Although we identified a role of PTX3 in the pathogenesis of DN, the mechanism remains unclear. According to studies published to date, several mechanisms might be implicated in the process of renal function impairment in T2DM, including endothelial dysfunction and/or chronic low-grade inflammation. Endothelial dysfunction is an important contributor to the development of DN [27,28], as endothelial dysfunction influences mesangial cell and podocyte function and increases the permeability of glomerular basement membrane [27]. Indeed, PTX3 is known to be linked to endothelial dysfunction [29,30], and endothelial dysfunction has been reported to be ameliorated by suppression of PTX3 expression [31]. Given the strong links among PTX3, endothelial dysfunction, and DN, PTX3 may play a role in renal damage through endothelial dysfunction.

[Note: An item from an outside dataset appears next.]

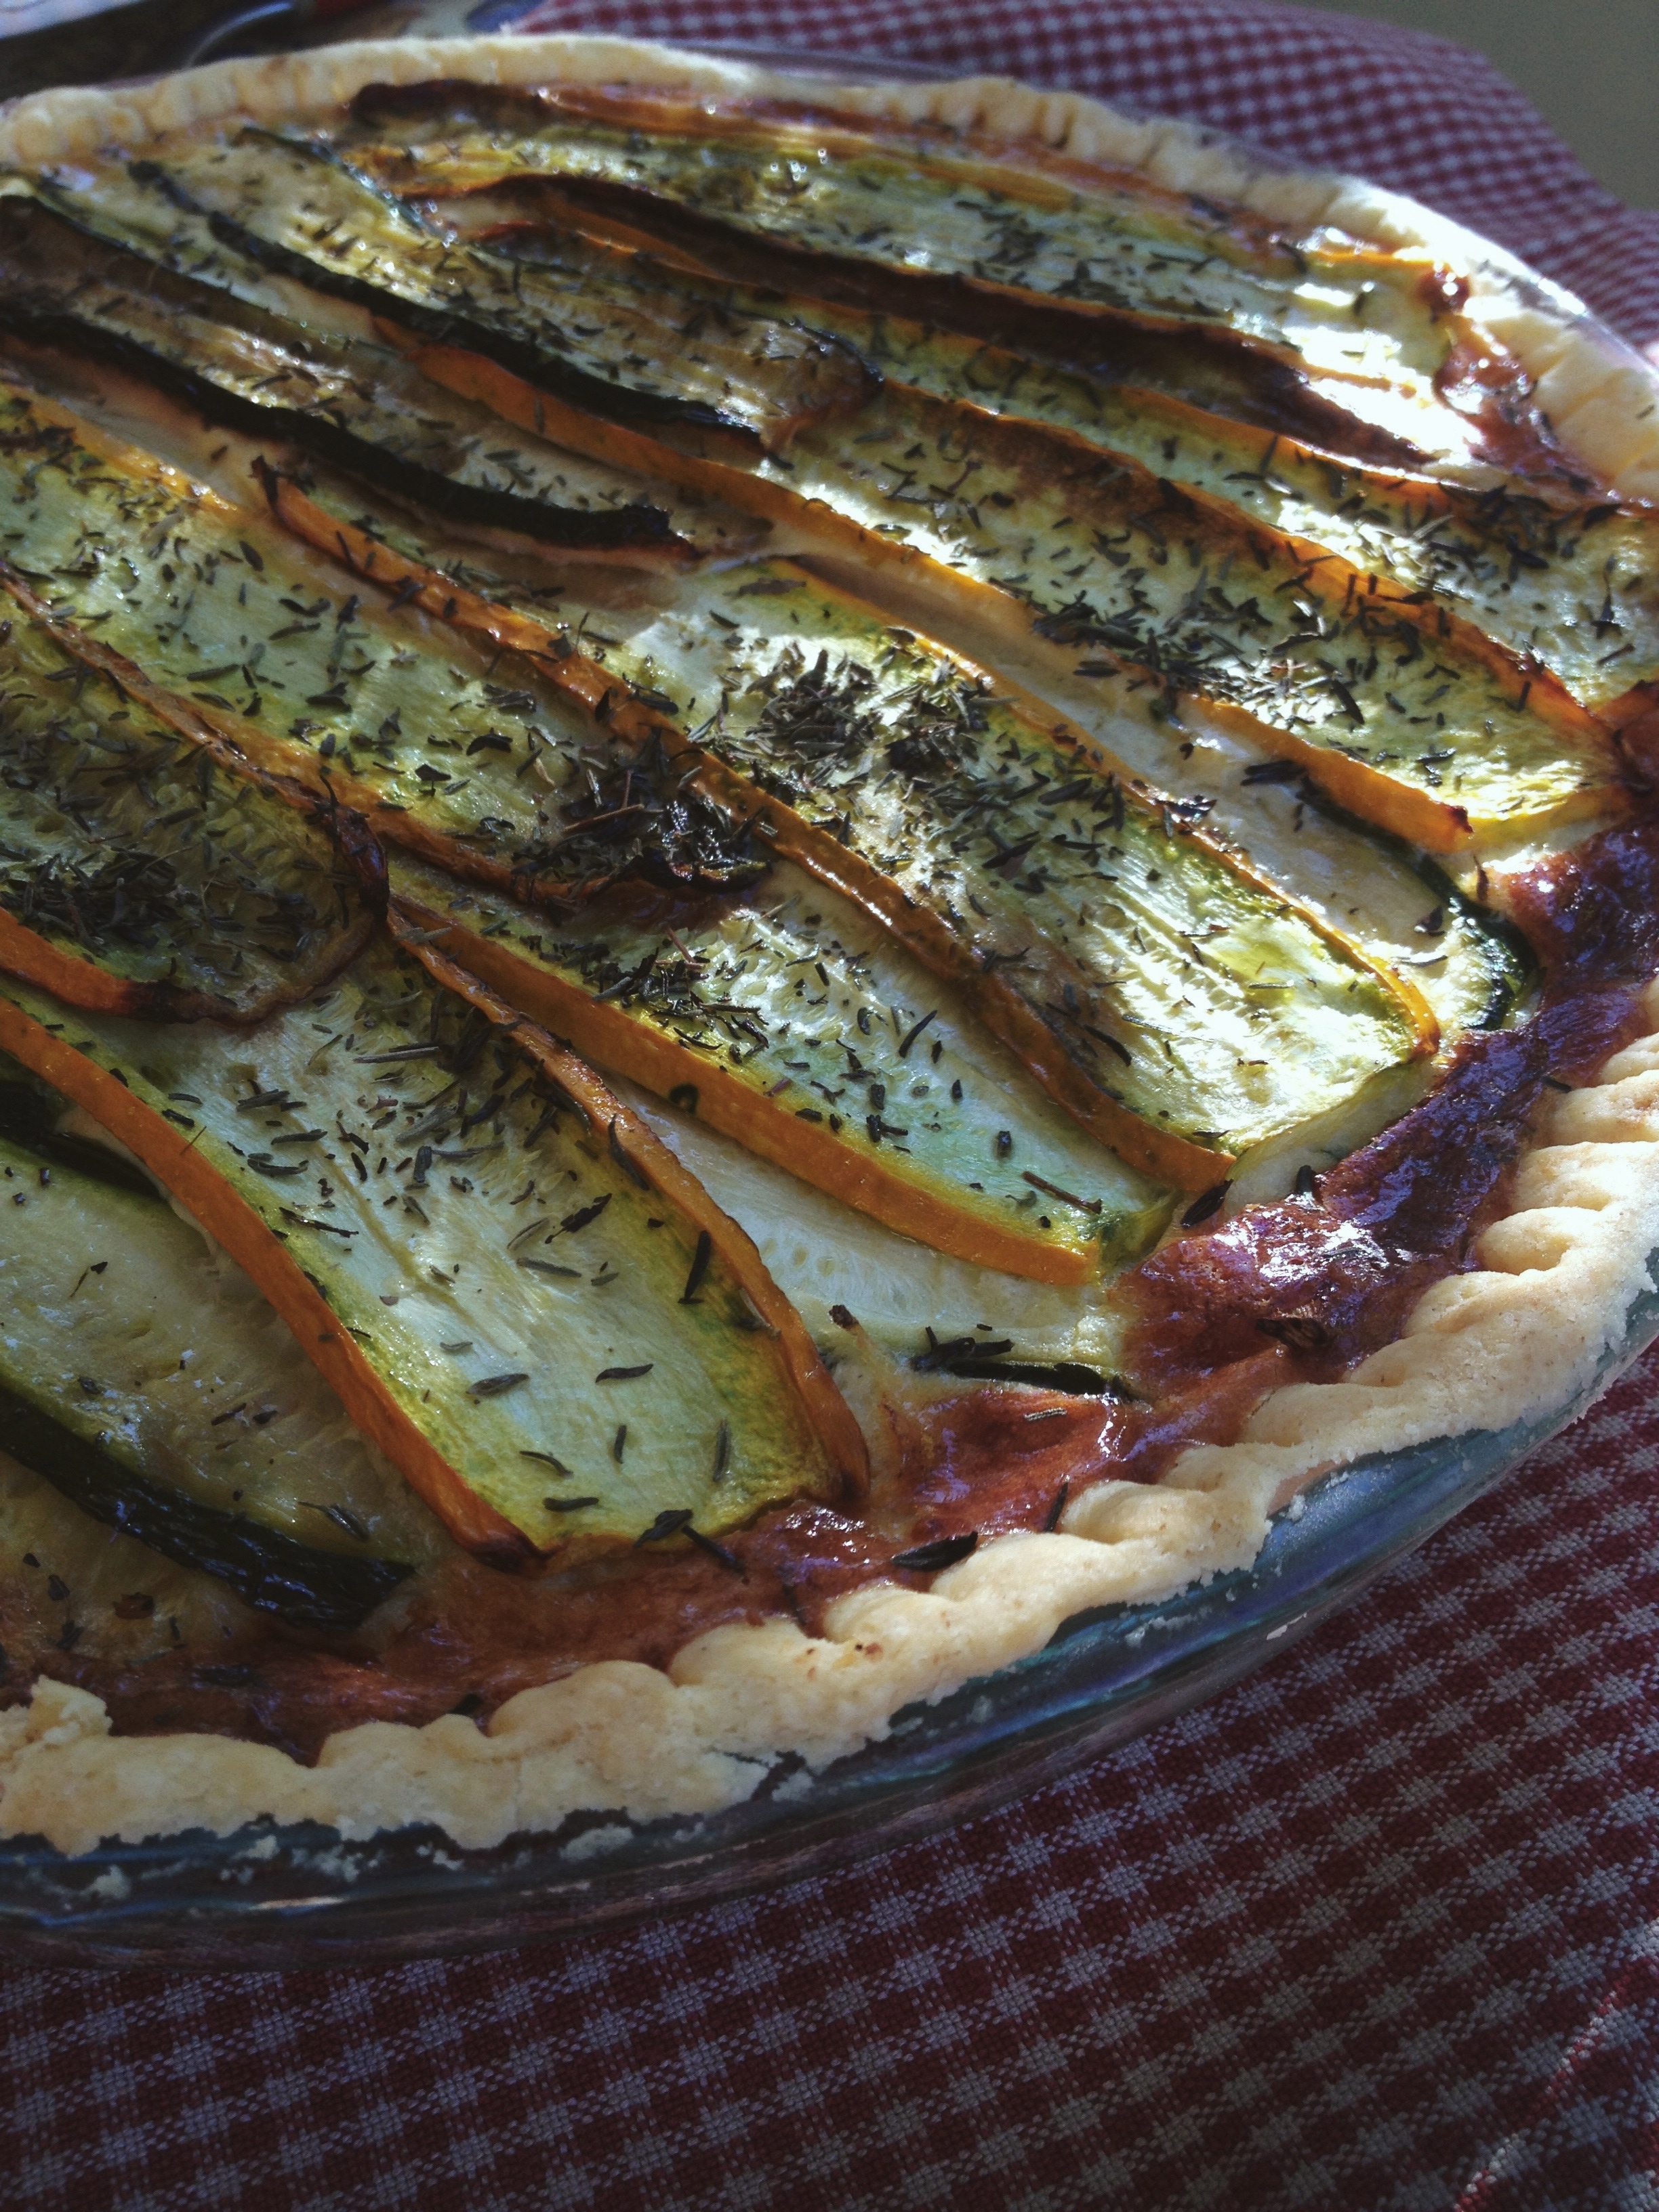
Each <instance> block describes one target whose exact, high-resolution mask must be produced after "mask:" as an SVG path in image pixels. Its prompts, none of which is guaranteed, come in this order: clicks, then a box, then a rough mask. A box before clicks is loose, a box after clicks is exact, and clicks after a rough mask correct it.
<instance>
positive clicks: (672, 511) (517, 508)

In addition, inflammatory processes may be a main cause of endothelial dysfunction [32]. PTX3 is produced at sites of inflammation and regulated by stimulation with proinflammatory stimuli (IL-1β and TNF-α) [24] and via the activation of toll-like receptors (TLRs) [22], and via several pathways, including the PI3K/Akt axis and the NF-κB pathway [5]. Moreover, these proinflammatory cytokines and signaling pathways are also known to be crucial for development of DN [33]. On the basis of these findings, we speculate that PTX3 may act as an inflammatory mediator for the process of DN. We are interested in further investigation of the molecular mechanisms underlying the action of PTX3 in the development of DN.

Although plasma PTX3 level has previously been shown to be related to insulin resistance [34,35] and insulin secretion [21], we failed to detect a significant association between PTX3 polymorphisms and susceptibility to diabetes mellitus in this population.

Our study had several limitations. First, the sample size was relatively small, and only Chinese individuals were included, which limits the power of our results. Additionally, we did not measure plasma concentrations of PTX3 in these individuals. Thus, further studies in a larger, ethnically diverse population are necessary to elucidate the role of PTX3 in development of DN.

Conclusions

In conclusion, the present study found that certain variants of PTX3 predispose Han Chinese patients with type 2 diabetes to DN.